6. How does God reveal?

The short answer is, through our brain. Does God reveal by supernatural disclosure or natural discovery. This was the debate for much of the 18thcentury with the Age of Enlightenment. Many Christians felt their assumptions threatened while other Christians welcomed relief from the Church’s abuse of power. Both sides felt that discovery and disclosure are mutually exclusive. The rise of modern archaeology showed that all other Near Eastern religions use a similar religious vocabulary to that of the Bible — that divine revelation is transmitted supernaturally. This religious use of spiritual vocabulary worked very well during prescientific times. “Supernatural” was shorthand for “no need for any rational explanation” and protected institutionalized claims of authority.

By the 21stcentury, neuroscience identified activated brain regions and claims of ‘supernatural’ transmissions decreased significantly. The brain is the only instrument to receive information. God reveals to human minds through their brains. This natural manner of receiving revelation in no way diminishes the wonder and beauty of God. The irreducible quality of thought expressed in brain functions remains unchallenged by any theological doctrine. This is why no church would permit a brain damaged person to deliver a sermon.

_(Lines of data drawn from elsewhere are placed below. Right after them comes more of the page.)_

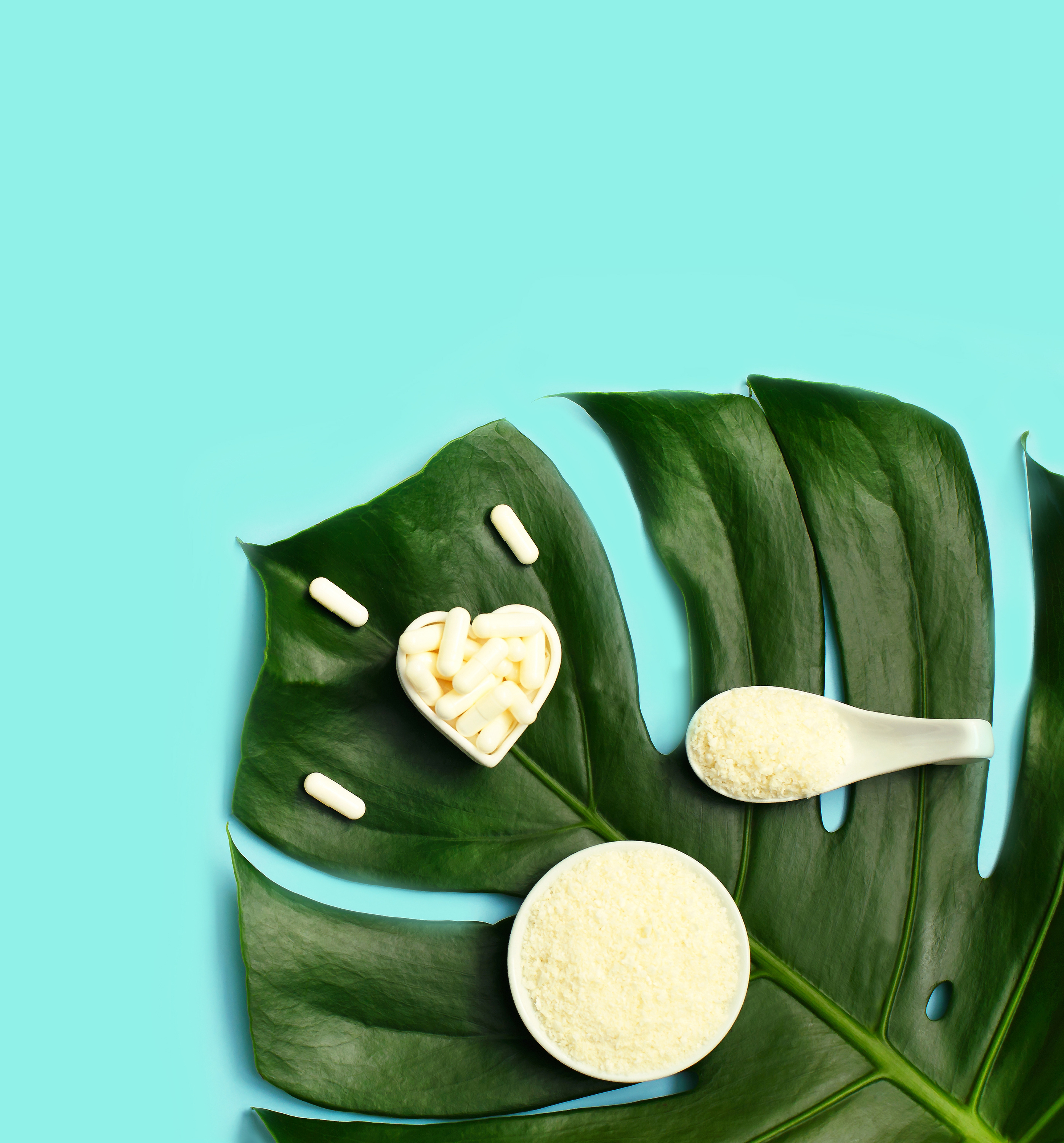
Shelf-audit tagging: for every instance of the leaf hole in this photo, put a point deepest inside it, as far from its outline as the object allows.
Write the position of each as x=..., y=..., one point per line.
x=835, y=806
x=940, y=1001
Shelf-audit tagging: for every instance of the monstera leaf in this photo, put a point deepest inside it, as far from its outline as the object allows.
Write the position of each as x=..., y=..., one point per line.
x=849, y=932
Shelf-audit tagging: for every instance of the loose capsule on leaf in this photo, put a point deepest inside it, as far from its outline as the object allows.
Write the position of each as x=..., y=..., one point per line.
x=333, y=795
x=339, y=602
x=455, y=703
x=457, y=627
x=427, y=638
x=508, y=626
x=534, y=664
x=492, y=736
x=479, y=667
x=514, y=532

The Brain in the Body: Human bodies are colonies of some 100,000,000,000,000 cells, around 250 types discovered so far. They include muscle, bone, blood, skin, eye, hair cells and cells of the central nervous system, which includes the brain. The brain is the central processing unit for the entire body. It receives all eternal data and generates an internal narrative for our conscious being. Everything that we know through the five natural senses or any spiritual insight is delivered via the brain. A brainless person cannot receive knowledge or revelation from God because brainless humans are typically dead humans. Now whether brain-dead humans can communicate with God is a different matter of cognition. We must remain open to the possibility that God can communicate to brain-dead beings.

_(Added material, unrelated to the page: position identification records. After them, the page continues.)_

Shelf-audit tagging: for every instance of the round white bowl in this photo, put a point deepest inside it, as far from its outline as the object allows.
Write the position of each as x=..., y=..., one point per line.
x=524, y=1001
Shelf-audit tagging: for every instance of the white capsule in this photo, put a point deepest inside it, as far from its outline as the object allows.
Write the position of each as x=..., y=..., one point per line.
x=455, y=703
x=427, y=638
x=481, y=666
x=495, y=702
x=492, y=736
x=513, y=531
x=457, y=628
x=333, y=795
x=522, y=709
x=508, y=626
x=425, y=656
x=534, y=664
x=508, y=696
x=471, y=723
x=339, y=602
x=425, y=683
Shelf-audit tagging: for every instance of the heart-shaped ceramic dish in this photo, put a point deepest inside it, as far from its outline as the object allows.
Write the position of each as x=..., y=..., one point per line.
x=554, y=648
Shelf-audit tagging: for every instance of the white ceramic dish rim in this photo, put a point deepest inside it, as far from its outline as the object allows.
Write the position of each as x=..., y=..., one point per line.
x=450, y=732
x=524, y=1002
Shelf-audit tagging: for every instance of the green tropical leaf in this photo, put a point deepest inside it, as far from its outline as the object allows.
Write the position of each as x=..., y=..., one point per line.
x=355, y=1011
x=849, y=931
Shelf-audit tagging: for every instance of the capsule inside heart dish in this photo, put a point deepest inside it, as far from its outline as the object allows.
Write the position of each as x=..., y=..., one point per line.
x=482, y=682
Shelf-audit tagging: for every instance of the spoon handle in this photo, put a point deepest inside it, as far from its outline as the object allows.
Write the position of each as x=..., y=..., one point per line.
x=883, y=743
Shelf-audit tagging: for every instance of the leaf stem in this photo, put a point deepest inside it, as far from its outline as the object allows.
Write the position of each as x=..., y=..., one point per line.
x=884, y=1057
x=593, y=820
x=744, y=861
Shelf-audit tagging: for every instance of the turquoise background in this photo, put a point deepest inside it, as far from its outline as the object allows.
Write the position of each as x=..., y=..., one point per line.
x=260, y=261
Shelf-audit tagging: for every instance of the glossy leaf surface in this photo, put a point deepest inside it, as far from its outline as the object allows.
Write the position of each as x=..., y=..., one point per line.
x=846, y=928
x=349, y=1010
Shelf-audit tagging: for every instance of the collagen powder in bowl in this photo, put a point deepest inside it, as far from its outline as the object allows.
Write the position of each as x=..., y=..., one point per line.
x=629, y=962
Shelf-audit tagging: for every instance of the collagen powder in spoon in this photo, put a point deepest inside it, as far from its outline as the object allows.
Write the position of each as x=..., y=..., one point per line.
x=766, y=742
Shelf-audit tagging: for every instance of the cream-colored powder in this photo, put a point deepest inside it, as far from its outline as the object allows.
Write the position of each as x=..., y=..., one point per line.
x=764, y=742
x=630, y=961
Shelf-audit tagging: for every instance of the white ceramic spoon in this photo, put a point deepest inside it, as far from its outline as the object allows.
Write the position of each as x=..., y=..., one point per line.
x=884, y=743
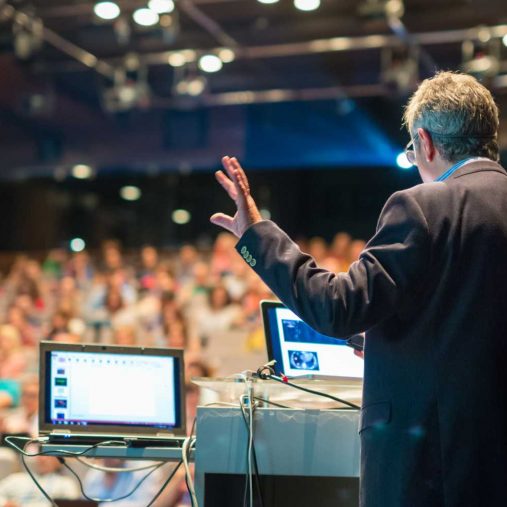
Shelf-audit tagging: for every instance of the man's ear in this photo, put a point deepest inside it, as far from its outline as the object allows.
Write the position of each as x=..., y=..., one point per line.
x=427, y=148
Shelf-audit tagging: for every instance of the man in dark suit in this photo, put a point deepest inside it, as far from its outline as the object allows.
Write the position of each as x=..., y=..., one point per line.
x=430, y=290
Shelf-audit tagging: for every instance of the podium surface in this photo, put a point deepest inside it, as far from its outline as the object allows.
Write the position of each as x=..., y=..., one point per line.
x=312, y=450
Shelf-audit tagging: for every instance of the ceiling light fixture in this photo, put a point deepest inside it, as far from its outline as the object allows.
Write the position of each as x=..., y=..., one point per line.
x=161, y=6
x=307, y=5
x=145, y=17
x=210, y=63
x=106, y=10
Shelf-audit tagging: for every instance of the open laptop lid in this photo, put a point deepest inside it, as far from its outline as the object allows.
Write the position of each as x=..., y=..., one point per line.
x=299, y=350
x=111, y=390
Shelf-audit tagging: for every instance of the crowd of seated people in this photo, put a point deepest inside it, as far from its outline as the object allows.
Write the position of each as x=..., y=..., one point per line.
x=187, y=298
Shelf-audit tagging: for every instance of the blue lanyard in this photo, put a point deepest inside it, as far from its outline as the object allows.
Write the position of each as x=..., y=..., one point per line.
x=453, y=169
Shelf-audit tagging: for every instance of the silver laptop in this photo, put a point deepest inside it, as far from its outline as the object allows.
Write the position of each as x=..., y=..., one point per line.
x=91, y=393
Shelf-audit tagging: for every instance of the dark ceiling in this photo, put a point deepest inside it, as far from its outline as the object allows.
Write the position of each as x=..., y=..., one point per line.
x=75, y=79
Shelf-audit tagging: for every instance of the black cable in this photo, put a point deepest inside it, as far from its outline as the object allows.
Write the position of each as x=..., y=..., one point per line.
x=39, y=487
x=154, y=499
x=271, y=402
x=311, y=391
x=256, y=466
x=105, y=500
x=56, y=452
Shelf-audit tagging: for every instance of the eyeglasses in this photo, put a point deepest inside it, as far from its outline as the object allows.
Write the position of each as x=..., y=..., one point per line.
x=410, y=152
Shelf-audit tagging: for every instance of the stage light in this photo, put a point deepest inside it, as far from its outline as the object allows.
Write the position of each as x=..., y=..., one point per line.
x=210, y=63
x=181, y=216
x=106, y=10
x=77, y=245
x=145, y=17
x=177, y=59
x=307, y=5
x=161, y=6
x=130, y=193
x=82, y=171
x=196, y=86
x=402, y=161
x=226, y=55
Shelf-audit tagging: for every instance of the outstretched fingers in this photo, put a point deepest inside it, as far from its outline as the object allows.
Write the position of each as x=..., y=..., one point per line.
x=223, y=220
x=227, y=185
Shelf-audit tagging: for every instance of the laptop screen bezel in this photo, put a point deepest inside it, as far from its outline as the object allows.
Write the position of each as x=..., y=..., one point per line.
x=266, y=306
x=108, y=429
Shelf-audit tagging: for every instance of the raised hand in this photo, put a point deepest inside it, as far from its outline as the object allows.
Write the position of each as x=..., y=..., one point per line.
x=236, y=185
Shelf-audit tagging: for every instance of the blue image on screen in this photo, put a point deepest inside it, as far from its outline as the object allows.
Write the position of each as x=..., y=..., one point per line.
x=303, y=360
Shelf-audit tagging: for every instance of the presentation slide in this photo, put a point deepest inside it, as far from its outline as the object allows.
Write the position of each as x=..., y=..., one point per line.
x=304, y=351
x=98, y=388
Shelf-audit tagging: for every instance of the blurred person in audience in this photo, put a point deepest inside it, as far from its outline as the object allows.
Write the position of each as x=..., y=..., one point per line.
x=193, y=297
x=80, y=268
x=220, y=315
x=164, y=279
x=356, y=247
x=110, y=485
x=111, y=255
x=13, y=360
x=196, y=367
x=59, y=324
x=69, y=298
x=221, y=257
x=54, y=264
x=317, y=248
x=19, y=490
x=66, y=337
x=188, y=257
x=125, y=335
x=25, y=418
x=148, y=267
x=17, y=318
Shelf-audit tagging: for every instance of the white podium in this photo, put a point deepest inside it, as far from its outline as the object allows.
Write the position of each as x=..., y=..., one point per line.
x=306, y=457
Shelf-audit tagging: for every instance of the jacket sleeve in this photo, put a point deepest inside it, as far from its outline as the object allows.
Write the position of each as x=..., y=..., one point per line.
x=386, y=277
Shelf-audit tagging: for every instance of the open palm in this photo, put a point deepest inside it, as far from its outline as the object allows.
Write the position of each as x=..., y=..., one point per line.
x=236, y=185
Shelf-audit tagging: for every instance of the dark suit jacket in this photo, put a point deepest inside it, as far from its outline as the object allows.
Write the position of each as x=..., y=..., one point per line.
x=430, y=289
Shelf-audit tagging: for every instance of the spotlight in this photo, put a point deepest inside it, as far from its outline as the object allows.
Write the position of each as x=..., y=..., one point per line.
x=226, y=55
x=106, y=10
x=145, y=17
x=82, y=171
x=307, y=5
x=402, y=161
x=161, y=6
x=210, y=63
x=196, y=86
x=130, y=193
x=77, y=245
x=181, y=216
x=177, y=59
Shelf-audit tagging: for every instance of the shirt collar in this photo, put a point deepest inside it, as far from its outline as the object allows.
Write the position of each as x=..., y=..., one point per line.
x=456, y=166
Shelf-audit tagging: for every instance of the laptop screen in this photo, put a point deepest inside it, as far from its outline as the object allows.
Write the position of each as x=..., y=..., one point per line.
x=300, y=350
x=112, y=387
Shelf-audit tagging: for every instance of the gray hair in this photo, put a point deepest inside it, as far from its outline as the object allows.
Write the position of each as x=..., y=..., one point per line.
x=458, y=112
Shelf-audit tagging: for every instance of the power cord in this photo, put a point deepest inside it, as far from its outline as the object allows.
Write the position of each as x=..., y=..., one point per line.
x=106, y=500
x=284, y=380
x=24, y=454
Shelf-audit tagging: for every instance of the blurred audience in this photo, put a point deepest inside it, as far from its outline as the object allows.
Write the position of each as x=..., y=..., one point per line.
x=185, y=299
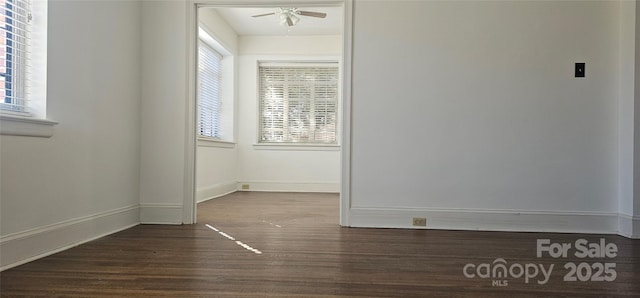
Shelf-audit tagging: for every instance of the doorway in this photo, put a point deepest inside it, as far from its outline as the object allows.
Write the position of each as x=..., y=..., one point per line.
x=238, y=161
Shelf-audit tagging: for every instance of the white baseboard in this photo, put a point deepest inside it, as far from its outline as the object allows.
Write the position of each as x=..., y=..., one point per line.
x=283, y=186
x=23, y=247
x=629, y=226
x=215, y=191
x=164, y=214
x=487, y=220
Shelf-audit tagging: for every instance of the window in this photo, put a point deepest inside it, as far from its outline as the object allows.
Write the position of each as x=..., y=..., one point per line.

The Left Brain’s Interpreter. How did the first humans qua humans (humans like us) learned anything? As humans evolved from prehuman primates, our brains developed a consciousness that could interpret complex data to reconcile the past with the present. Neuropsychologists call this mass of cells on the left hemisphere of our brains, “The Interpreter” first described by Michael Gazzaniga and Joseph LeDoux, based on experiments on split-brain patients by Gazzaniga. The interpreter convinces us that memories of the past can and must be reconciled to experiences of the present. This conciliation is justified by interpretation. This process is crucial in learning new information by revelation. The brain’s interpreter justifies the mind’s conciliation of the past with the present to preserve sanity. We ought to expect God to use his created physical universe to convey lessons to us. In the past, it was called knowledge from testimonies in sacred texts.

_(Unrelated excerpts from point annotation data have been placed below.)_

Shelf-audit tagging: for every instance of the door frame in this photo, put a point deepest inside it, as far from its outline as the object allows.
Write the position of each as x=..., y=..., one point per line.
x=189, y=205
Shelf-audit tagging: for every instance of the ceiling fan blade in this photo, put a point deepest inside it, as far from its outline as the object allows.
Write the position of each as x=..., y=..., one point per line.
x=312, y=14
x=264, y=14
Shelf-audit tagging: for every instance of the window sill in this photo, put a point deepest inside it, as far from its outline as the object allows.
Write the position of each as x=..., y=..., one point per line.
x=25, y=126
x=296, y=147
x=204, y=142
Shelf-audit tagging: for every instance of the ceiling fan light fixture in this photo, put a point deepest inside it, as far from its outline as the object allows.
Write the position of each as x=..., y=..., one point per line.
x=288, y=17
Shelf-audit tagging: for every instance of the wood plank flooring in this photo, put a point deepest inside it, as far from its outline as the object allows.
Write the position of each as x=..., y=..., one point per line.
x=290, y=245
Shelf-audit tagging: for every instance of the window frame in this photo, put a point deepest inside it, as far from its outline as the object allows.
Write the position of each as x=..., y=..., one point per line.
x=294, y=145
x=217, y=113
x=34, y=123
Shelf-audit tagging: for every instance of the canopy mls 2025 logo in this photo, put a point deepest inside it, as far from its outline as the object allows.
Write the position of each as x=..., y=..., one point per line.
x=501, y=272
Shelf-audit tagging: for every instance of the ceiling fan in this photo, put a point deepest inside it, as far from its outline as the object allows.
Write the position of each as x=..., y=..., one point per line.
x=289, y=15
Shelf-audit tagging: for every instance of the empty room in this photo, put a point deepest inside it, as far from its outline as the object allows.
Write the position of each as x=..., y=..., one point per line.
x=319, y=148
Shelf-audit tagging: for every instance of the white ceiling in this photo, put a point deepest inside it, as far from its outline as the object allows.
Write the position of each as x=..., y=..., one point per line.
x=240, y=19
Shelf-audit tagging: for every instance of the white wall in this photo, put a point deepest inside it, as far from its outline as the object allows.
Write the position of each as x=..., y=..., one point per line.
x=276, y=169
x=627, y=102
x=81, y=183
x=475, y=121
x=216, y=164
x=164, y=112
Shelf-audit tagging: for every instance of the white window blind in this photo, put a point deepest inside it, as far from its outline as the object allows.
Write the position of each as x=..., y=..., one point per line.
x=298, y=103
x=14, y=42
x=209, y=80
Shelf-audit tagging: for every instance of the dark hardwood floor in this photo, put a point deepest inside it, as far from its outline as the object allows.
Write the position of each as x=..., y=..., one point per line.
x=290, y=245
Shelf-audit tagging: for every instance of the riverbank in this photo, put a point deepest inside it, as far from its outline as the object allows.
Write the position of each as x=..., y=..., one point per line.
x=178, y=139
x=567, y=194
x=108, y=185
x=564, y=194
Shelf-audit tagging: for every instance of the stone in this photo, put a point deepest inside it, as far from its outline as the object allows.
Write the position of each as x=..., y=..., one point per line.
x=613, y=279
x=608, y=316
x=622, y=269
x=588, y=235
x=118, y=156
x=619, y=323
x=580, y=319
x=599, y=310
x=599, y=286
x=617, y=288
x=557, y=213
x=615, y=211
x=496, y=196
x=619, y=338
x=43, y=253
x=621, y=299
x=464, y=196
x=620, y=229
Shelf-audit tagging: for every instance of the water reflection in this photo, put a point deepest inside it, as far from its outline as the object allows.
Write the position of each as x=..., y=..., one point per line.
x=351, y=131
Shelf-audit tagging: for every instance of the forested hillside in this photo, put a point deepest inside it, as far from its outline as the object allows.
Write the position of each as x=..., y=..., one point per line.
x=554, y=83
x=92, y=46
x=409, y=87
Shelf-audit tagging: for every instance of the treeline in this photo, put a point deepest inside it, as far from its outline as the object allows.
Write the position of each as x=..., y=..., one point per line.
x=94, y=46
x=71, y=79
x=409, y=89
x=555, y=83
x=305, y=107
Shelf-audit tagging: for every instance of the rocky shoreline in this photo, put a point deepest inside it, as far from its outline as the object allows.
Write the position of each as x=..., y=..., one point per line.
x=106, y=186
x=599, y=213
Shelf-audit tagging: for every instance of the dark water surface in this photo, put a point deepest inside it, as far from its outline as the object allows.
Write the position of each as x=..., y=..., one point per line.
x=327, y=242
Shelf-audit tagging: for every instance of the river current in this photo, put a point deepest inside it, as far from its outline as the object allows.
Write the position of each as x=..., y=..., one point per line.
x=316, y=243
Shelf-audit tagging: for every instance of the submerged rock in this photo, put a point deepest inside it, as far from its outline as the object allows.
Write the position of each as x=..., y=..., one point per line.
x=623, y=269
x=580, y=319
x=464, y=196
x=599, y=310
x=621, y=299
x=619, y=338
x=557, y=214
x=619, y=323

Today, we happen to call it knowledge from science. The more interesting question to ask is about Future Revelation. With advances in Artificial Intelligence especially that highlighted by the movie Blade Runner 2049, will our reliance of memory shaped by the Left Brain Interpreter change the what we think of revelation?Will God reveal through non-human cognition?Will we discover new methods of divine revelationary transmission? How will this change Christian beliefs about the doctrine of revelation?